Reversible coordinative binding and separation of sulfur dioxide in a robust metal–organic framework with open copper sites

Emissions of SO 2 from flue gas and marine transport have detrimental impacts on the environment and human health, but SO 2 is also an important industrial feedstock if it can be recovered, stored and transported efficiently. Here we report the exceptional adsorption and separation of SO 2 in a porous material, [Cu 2 (L)] (H 4 L = 4′,4‴-(pyridine-3,5-diyl)bis([1,1′-biphenyl]-3,5-dicarboxylic acid)), MFM-170. MFM-170 exhibits fully reversible SO 2 uptake of 17.5 mmol g −1 at 298 K and 1.0 bar, and the SO 2 binding domains for trapped molecules within MFM-170 have been determined.

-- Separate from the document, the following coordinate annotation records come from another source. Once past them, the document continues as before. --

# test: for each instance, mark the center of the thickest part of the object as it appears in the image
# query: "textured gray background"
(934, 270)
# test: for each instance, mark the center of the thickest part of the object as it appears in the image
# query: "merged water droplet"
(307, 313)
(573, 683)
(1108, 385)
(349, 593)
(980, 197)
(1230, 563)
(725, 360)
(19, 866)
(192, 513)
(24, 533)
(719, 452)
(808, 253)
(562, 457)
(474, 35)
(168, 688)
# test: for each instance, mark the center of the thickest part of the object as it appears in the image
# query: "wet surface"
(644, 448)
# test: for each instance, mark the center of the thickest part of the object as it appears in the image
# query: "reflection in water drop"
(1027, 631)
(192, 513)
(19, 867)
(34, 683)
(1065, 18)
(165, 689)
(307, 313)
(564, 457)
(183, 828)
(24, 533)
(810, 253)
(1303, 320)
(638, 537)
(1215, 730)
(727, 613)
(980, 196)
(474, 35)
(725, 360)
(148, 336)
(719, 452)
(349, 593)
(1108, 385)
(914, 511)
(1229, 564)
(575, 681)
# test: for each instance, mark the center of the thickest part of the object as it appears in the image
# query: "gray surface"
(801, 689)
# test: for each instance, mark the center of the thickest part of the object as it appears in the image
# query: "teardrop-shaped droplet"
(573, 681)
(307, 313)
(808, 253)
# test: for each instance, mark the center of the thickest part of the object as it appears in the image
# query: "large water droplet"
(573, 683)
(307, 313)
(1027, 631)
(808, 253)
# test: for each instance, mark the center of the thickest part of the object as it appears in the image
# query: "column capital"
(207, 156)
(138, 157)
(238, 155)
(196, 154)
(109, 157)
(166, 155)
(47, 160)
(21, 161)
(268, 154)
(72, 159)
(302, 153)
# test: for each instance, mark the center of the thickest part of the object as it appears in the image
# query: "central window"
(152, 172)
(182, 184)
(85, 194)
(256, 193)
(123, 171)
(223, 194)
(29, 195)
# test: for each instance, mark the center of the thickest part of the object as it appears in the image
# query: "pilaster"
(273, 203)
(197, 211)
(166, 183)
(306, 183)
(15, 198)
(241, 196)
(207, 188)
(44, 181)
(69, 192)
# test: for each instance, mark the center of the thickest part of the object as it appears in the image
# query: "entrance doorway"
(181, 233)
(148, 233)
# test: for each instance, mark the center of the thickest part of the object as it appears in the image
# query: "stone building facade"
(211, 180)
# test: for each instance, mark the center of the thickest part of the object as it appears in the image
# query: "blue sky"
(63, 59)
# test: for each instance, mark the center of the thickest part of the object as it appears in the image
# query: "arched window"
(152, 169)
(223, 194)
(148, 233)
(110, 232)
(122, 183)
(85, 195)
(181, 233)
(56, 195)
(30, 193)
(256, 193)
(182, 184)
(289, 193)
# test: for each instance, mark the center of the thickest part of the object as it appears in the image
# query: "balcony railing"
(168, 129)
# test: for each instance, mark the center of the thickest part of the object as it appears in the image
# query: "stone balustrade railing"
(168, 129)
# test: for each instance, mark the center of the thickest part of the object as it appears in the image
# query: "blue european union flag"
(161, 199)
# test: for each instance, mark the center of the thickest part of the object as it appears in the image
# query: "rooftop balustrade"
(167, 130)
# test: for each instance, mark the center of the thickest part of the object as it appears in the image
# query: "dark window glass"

We report the reversible coordination of SO 2 to open Cu( ii ) sites, which contributes to excellent adsorption thermodynamics and selectivities for SO 2 binding and facile regeneration of MFM-170 after desorption. MFM-170 is stable to water, acid and base and shows great promise for the dynamic separation of SO 2 from simulated flue gas mixtures, as confirmed by breakthrough experiments. Metal–organic framework capture materials could reduce the environmental impact of SO 2 emissions but can have limited stability and poor reversibility. Here, a metal–organic framework with open Cu( ii ) sites with fully reversible SO 2 uptake of 17.5 mmol g −1 under ambient conditions is reported.